À l’origine de ce clash, le refus d’une partie des acteurs d’inscrire dans la charte de la paix «le principe élémentaire de la non candidature du Président Macky Sall en 2024», demandé par le collectif Ñoo Lank.

Ñoo Lank, accuse le Cudis de manquer de réalisme et remet en question leur engagement à jouer le rôle d'arbitre du jeu politique.

«Dans le cadre de ces échanges pour structurer les principes d'une charte applicable jusqu'en 2024, le collectif a développé, insisté et réitéré que les acteurs de la société civile qui veulent porter la charte de la paix affirment dans celle-ci le principe élémentaire de la non candidature du Président Macky Sall en 2024, puisque le niveau actuel des violences dans l'arène politique et leurs occurrences multiformes est déterminé par une source principale : le forcing d'une troisième candidature», a fait savoir Ñoo Lank.

Ainsi, estimant qu'il suffirait que le président de la République annonce sa non candidature en 2024 pour que la tension et le niveau des enjeux reviennent à une intensité normale, Ñoo Lank regrette que «cette candidature forcée que le Président et son équipe cultivent par la ruse et la sanction systématique de ceux qui s'y opposent et la protection de ceux qui l'encouragent doit être stoppée». «Elle vaut pour eux toute la violence politique nécessaire.

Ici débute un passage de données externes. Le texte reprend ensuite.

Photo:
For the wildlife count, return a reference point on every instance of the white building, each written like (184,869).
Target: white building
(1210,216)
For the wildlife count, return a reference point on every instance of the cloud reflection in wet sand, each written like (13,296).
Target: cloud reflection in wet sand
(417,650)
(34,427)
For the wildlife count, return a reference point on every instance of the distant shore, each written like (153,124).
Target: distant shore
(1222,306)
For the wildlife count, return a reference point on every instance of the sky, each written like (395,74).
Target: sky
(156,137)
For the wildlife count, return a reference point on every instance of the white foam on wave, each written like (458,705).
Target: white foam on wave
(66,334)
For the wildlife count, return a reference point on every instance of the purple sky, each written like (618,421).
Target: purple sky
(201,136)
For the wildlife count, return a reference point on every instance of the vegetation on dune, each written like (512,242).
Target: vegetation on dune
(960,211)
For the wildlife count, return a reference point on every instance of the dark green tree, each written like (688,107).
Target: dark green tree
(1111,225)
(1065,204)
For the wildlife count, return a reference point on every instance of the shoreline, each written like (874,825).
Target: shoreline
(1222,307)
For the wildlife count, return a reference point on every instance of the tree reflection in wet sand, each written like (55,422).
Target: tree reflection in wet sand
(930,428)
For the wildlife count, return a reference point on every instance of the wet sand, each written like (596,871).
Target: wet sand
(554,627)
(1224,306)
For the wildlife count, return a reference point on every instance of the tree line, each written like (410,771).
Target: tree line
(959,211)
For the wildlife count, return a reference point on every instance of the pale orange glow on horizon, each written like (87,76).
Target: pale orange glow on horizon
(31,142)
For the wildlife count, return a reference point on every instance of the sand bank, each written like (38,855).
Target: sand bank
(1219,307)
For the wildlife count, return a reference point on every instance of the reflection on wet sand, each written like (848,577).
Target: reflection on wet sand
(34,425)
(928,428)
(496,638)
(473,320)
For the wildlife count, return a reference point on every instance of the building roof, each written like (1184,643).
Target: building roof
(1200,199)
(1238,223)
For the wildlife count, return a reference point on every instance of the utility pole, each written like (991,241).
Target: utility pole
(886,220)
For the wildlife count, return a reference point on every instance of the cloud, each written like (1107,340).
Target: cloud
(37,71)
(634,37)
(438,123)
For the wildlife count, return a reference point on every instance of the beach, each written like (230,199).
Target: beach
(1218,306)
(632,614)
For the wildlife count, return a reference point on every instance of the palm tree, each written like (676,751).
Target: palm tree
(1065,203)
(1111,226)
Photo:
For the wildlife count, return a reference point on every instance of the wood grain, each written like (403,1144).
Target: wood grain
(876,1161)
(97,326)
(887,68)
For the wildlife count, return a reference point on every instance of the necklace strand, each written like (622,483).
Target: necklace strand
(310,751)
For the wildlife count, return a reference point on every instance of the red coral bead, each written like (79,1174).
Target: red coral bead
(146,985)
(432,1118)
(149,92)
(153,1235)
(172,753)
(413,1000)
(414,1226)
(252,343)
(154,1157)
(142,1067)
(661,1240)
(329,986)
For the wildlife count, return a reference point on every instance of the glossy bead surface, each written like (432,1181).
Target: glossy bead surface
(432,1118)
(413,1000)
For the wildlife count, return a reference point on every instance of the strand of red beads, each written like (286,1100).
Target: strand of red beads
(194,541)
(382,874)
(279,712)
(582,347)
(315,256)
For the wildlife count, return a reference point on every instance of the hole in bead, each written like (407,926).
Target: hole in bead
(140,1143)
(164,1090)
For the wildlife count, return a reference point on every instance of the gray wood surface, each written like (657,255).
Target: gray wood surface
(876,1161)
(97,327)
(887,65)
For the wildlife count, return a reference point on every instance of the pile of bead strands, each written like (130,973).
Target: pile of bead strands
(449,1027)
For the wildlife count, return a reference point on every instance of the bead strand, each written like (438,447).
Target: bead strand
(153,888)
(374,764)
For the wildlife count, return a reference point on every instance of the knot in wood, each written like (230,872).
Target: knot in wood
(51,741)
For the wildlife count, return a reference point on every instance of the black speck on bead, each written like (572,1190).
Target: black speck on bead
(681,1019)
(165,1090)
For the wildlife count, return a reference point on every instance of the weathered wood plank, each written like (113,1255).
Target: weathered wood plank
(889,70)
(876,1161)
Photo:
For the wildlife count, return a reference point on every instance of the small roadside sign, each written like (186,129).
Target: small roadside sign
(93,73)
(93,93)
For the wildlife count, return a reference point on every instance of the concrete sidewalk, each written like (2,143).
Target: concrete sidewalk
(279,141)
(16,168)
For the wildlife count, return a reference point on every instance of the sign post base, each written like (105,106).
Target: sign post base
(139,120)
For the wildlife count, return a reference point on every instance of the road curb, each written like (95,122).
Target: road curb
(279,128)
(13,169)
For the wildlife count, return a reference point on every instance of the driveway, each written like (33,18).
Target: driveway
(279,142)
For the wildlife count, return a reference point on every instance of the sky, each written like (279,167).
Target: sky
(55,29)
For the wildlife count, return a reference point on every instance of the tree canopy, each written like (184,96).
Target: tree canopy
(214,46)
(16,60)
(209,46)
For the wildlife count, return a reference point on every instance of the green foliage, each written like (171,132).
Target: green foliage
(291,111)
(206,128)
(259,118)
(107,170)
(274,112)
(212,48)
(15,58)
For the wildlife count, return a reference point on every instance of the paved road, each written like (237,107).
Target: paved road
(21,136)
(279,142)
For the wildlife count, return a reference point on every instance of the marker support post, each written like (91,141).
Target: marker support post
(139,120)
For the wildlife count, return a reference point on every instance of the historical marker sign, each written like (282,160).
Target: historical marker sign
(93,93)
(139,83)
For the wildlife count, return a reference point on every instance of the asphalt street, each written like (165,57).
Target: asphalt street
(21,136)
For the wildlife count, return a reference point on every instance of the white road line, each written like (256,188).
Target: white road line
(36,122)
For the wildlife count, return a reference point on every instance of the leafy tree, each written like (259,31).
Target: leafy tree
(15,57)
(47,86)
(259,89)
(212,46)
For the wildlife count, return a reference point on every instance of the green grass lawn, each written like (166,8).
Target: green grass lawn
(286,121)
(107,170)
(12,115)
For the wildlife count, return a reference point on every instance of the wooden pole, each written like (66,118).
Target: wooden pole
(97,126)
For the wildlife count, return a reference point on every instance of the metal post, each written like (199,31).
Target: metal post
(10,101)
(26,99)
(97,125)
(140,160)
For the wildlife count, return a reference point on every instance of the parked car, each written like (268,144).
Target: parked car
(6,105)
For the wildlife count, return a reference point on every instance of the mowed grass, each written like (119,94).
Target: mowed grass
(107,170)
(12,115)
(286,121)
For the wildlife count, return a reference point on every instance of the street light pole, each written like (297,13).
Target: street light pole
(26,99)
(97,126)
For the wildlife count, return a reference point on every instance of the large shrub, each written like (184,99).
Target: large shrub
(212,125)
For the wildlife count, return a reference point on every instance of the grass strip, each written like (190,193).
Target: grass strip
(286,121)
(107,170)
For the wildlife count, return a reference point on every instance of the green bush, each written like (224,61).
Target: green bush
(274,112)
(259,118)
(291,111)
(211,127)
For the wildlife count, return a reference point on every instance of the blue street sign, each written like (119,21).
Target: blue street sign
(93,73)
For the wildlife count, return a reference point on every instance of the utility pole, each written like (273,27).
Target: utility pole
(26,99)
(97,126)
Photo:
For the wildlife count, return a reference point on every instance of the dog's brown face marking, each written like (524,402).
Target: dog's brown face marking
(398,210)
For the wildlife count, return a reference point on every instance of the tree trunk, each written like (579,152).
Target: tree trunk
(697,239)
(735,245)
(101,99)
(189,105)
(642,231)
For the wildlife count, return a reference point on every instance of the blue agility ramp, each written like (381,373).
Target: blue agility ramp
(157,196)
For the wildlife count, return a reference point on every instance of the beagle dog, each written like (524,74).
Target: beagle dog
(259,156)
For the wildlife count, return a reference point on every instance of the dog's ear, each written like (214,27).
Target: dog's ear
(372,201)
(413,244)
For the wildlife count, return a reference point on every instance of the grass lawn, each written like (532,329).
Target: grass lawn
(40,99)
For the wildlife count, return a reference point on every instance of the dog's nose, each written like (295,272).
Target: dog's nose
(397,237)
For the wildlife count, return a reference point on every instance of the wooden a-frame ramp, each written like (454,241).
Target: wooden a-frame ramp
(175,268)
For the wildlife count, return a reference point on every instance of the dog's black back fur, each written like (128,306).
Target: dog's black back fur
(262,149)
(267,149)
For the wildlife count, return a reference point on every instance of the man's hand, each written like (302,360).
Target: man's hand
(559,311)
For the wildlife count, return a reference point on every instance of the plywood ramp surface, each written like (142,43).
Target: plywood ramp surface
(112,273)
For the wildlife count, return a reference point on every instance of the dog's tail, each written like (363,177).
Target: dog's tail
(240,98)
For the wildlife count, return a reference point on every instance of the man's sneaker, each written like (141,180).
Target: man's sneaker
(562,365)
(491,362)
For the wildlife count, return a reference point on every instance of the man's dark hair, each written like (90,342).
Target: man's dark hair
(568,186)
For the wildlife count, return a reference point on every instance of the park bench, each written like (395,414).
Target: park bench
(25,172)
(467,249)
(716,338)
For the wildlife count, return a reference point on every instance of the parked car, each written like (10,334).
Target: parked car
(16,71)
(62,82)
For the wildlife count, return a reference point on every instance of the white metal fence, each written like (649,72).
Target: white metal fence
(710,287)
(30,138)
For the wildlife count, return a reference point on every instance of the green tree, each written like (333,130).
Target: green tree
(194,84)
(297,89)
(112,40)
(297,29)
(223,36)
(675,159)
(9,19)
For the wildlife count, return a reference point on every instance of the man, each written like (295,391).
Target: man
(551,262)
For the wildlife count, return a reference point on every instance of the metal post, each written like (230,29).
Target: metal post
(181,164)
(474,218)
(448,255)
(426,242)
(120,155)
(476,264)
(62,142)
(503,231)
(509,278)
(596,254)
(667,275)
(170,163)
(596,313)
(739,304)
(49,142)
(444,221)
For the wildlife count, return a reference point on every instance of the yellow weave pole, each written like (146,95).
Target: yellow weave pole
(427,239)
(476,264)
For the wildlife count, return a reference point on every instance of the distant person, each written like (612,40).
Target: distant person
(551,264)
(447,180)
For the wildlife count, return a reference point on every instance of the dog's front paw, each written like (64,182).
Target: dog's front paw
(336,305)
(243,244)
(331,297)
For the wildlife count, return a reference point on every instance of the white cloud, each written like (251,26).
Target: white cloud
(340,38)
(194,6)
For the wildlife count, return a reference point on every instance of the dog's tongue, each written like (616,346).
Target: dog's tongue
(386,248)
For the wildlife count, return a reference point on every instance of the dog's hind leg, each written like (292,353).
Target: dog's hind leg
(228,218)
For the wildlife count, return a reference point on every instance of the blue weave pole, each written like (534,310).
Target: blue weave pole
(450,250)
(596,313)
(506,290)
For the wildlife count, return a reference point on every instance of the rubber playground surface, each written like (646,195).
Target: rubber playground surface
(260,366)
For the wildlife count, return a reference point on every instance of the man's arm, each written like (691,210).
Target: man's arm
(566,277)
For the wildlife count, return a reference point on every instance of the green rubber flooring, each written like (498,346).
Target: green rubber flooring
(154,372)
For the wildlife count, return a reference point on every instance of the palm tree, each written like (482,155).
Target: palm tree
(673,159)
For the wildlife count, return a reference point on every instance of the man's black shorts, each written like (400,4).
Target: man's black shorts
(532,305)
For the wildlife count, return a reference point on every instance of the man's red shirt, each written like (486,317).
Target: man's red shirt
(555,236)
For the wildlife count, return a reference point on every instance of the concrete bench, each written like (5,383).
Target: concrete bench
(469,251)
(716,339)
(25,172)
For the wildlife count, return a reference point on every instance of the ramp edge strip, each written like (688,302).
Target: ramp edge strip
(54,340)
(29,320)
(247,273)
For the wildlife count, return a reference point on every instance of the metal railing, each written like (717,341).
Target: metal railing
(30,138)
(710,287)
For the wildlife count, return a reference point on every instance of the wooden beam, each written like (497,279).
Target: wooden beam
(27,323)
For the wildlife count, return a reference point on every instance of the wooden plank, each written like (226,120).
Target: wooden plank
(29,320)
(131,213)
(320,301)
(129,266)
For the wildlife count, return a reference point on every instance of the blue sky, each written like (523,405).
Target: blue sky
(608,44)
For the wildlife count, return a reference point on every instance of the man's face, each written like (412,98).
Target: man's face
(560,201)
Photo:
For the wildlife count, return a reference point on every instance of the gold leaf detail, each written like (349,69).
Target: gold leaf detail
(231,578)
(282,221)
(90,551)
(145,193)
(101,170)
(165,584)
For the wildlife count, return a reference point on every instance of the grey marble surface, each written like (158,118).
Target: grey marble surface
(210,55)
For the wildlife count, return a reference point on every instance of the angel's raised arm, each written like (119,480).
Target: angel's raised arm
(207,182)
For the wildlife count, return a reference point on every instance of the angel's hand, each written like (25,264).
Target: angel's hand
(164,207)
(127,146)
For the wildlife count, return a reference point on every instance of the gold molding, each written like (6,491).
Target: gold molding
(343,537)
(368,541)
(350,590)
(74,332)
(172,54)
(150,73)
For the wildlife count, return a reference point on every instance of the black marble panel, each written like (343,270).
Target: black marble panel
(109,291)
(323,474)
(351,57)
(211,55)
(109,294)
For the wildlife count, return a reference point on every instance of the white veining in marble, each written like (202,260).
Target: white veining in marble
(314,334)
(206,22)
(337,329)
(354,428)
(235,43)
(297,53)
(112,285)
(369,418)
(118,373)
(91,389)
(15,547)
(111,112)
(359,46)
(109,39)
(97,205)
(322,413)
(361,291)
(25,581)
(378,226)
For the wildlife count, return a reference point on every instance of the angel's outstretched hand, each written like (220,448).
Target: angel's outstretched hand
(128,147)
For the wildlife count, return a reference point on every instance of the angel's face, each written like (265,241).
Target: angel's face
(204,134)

Elle est le risque n° 1 de déstabilisation du pays», ajoute encore Ñoo Lank, indiquant que cette question doit être adressée dans le cadre de la dynamique de paix qu'il entend promouvoir avec la société civile et les acteurs politiques.

«De ce point de vue, les acteurs qui veulent porter un discours de paix doivent aussi porter un discours de vérité et non se limiter à énoncer des principes généraux de paix, auxquels tout le monde adhère, mais qui ne changeront pas la tension, les enjeux et surtout la source majeure de cette tension que constitue la posture et les manœuvres du Président et ses hommes pour s'éterniser au pouvoir», accuse encore l’organisation de la société civile.

«Il faut des acteurs dont la déférence au président de la République ne les empêche pas de dire et défendre la vérité», martèle Collectif citoyen.